Indifesi a scuola e in famiglia ma è il web a mettere paura i giovani nel nostro Paese


[Questa è la musica che accompagna uno delle centinaia di video su Walk for peace: la marcia silenziosa per la pace di un gruppo di monaci buddisti attraverso gli Stati Uniti d’America. Questa è Ad Alta Velocità oggi 4 febbraio 2026: nello stesso giorno del 1991 i Queen pubblicano Innuendo, l’ultimo album prima della morte di Freddie Mercury. Ben trovati da Giuseppe Manzo].

Oggi parliamo di cyberbullismo e rischi del web. Un giovane su 2 dichiara di aver subito nel corso della propria vita almeno un atto di violenza e il web viene considerato come il “luogo” più a rischio in assoluto.

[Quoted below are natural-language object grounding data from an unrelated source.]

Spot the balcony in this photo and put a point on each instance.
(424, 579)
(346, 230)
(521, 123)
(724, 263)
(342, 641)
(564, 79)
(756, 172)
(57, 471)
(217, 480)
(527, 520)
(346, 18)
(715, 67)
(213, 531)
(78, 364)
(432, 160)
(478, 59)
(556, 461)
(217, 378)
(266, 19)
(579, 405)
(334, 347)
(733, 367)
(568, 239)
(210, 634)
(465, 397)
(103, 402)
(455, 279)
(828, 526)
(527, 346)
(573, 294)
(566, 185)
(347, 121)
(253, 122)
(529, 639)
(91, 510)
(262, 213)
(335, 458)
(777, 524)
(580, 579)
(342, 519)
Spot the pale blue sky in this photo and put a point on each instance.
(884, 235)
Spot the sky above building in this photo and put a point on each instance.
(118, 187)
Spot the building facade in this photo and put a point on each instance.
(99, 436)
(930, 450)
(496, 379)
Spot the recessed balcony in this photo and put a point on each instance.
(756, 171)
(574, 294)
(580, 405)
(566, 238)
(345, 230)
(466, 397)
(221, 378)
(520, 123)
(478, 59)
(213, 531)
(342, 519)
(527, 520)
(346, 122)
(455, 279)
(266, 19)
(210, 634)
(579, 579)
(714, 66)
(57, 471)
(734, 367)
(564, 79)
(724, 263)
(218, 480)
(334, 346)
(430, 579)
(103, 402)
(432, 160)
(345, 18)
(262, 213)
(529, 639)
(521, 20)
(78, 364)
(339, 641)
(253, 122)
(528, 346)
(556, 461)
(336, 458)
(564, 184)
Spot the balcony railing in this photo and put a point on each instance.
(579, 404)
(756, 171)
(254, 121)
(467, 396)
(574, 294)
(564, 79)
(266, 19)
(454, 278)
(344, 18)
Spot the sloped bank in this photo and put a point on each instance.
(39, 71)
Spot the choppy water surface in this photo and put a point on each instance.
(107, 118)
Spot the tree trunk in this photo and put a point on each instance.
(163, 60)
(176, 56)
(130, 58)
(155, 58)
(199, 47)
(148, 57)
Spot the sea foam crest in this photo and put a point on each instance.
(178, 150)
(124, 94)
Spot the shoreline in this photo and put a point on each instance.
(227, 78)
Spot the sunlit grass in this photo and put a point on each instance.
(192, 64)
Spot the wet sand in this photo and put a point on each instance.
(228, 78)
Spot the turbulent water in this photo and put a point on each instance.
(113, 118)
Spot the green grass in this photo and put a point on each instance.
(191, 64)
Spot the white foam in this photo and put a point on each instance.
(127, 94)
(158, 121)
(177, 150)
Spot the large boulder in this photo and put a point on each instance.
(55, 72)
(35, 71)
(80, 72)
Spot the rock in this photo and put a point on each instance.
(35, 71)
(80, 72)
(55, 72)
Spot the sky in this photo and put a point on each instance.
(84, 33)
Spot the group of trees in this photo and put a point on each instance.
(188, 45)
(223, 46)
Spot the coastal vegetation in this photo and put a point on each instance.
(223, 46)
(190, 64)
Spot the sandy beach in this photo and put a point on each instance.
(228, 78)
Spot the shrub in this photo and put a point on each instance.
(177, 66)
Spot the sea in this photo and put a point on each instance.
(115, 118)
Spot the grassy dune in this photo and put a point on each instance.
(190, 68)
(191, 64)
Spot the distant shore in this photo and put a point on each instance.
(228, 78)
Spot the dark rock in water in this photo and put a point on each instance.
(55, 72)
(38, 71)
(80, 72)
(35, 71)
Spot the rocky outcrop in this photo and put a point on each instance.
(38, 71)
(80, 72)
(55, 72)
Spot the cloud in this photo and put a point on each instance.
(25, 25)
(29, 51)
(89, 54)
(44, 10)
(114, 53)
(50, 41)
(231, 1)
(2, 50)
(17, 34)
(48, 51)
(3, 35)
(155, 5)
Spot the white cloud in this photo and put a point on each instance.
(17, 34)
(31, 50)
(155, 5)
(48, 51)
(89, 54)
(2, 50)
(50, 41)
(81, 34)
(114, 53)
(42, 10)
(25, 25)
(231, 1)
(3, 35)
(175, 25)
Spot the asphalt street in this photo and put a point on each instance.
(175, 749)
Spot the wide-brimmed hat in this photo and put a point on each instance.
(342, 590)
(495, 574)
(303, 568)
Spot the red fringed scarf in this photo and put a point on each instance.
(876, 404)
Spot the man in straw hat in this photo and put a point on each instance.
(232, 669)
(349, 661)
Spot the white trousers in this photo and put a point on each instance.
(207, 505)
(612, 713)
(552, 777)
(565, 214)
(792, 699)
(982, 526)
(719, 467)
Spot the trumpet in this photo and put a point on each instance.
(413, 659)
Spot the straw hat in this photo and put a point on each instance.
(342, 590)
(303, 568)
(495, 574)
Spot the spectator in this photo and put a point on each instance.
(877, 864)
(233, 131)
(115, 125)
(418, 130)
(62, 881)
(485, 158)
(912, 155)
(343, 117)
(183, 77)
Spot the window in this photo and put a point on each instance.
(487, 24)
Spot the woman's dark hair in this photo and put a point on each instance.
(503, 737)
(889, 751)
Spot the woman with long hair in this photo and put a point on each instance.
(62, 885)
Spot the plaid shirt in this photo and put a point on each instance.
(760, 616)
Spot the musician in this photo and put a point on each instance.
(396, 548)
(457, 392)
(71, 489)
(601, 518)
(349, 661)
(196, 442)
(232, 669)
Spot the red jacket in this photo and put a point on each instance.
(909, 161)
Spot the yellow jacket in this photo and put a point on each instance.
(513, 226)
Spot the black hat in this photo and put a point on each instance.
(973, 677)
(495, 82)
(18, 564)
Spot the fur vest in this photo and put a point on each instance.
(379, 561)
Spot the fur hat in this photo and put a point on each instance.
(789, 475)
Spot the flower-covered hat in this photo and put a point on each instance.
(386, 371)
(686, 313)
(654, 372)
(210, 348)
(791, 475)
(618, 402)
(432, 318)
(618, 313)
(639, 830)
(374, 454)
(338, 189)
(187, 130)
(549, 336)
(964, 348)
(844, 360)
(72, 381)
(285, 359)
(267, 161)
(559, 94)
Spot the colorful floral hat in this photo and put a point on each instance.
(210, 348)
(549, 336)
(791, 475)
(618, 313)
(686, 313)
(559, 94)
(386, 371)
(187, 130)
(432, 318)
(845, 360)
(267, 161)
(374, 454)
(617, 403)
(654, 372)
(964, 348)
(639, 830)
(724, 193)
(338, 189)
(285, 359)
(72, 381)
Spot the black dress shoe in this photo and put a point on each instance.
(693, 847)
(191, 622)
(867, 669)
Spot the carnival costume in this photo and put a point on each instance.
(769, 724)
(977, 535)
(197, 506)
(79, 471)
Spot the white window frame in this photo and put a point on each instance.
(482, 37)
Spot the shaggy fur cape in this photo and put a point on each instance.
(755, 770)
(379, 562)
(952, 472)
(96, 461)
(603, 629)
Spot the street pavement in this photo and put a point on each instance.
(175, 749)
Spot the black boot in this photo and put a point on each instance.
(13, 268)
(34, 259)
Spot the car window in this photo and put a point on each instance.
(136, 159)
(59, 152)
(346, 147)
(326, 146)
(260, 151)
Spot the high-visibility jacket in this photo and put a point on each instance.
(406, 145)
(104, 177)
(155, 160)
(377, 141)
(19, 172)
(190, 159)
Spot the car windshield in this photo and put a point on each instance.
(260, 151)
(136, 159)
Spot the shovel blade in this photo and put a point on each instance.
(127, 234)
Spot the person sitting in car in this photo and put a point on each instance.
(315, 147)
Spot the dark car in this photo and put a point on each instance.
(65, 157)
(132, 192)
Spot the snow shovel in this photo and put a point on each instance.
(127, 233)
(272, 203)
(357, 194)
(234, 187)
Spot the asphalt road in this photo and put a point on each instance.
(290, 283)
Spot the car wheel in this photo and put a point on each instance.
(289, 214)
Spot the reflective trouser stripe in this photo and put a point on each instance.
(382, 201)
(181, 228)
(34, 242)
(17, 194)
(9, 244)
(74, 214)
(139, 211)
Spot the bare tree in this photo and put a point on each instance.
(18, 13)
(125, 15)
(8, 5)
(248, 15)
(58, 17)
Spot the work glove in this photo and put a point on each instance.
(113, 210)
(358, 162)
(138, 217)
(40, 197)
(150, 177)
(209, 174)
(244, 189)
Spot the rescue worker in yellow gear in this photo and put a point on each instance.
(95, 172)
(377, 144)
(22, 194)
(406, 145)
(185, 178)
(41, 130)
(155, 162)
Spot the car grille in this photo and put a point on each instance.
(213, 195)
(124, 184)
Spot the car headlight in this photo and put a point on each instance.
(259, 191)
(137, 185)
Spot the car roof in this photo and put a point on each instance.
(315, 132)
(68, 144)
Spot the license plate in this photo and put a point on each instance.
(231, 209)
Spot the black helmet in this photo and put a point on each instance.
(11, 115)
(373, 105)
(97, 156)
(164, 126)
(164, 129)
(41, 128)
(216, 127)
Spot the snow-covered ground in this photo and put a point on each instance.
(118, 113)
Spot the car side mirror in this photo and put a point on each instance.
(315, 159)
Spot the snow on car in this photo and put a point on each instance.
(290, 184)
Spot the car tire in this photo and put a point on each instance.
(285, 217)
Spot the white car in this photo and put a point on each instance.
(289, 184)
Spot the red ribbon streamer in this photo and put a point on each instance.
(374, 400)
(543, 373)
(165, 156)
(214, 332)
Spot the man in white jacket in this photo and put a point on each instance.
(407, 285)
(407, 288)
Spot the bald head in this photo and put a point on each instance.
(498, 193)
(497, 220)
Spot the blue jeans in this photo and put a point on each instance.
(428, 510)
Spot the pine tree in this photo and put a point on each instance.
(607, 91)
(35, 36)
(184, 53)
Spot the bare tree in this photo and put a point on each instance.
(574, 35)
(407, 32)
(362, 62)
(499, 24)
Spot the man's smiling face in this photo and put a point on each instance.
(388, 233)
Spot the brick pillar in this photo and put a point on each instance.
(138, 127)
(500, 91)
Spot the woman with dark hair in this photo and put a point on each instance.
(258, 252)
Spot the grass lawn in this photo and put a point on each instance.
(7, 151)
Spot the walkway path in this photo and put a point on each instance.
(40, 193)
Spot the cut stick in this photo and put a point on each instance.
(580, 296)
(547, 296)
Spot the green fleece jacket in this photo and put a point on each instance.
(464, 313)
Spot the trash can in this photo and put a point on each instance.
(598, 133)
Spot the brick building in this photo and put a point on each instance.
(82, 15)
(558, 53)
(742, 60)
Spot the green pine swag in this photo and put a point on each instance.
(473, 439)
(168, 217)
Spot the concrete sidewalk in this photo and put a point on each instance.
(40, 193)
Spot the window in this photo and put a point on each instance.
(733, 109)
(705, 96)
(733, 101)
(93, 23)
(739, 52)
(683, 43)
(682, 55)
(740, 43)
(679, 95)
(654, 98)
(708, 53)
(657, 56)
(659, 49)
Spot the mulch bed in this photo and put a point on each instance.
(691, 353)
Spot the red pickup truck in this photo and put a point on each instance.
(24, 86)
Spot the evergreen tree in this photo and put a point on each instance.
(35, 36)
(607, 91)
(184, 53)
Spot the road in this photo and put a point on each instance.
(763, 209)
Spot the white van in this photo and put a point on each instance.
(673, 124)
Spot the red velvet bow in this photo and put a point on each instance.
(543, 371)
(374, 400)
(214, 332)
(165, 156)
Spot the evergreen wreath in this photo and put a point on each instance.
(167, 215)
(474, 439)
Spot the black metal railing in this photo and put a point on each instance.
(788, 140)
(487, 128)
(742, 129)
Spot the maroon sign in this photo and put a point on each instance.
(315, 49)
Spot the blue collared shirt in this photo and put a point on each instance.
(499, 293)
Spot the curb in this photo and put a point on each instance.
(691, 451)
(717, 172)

È quanto emerge dall’edizione 2026 dell’Osservatorio indifesa realizzato da Terre des Hommes, insieme alla community di Scomodo, per ascoltare la voce dei ragazzi sui temi di violenza, bullismo e sicurezza sul web. Diffuso in occasione della Giornata contro bullismo e cyberbullismo (7 febbraio) e del Safer Internet Day (10 febbraio), il rapporto ha raccolto le opinioni di oltre 2.000 ragazzi italiani under 26. In particolare, le ragazze dichiarano di aver subito violenza più dei maschi (57% vs 42%), ma la percentuale più alta è quella delle persone non binarie (67%)​​​​​​. Tra gli altri contesti a rischio le ragazze segnalano i luoghi pubblici non controllati – la strada, i mezzi pubblici – e le relazioni intime e familiari, mentre tra i ragazzi assumono un peso maggiore la scuola e il contesto amicale. Ascoltiamo Paolo Ferrara, direttore di Terre des homme.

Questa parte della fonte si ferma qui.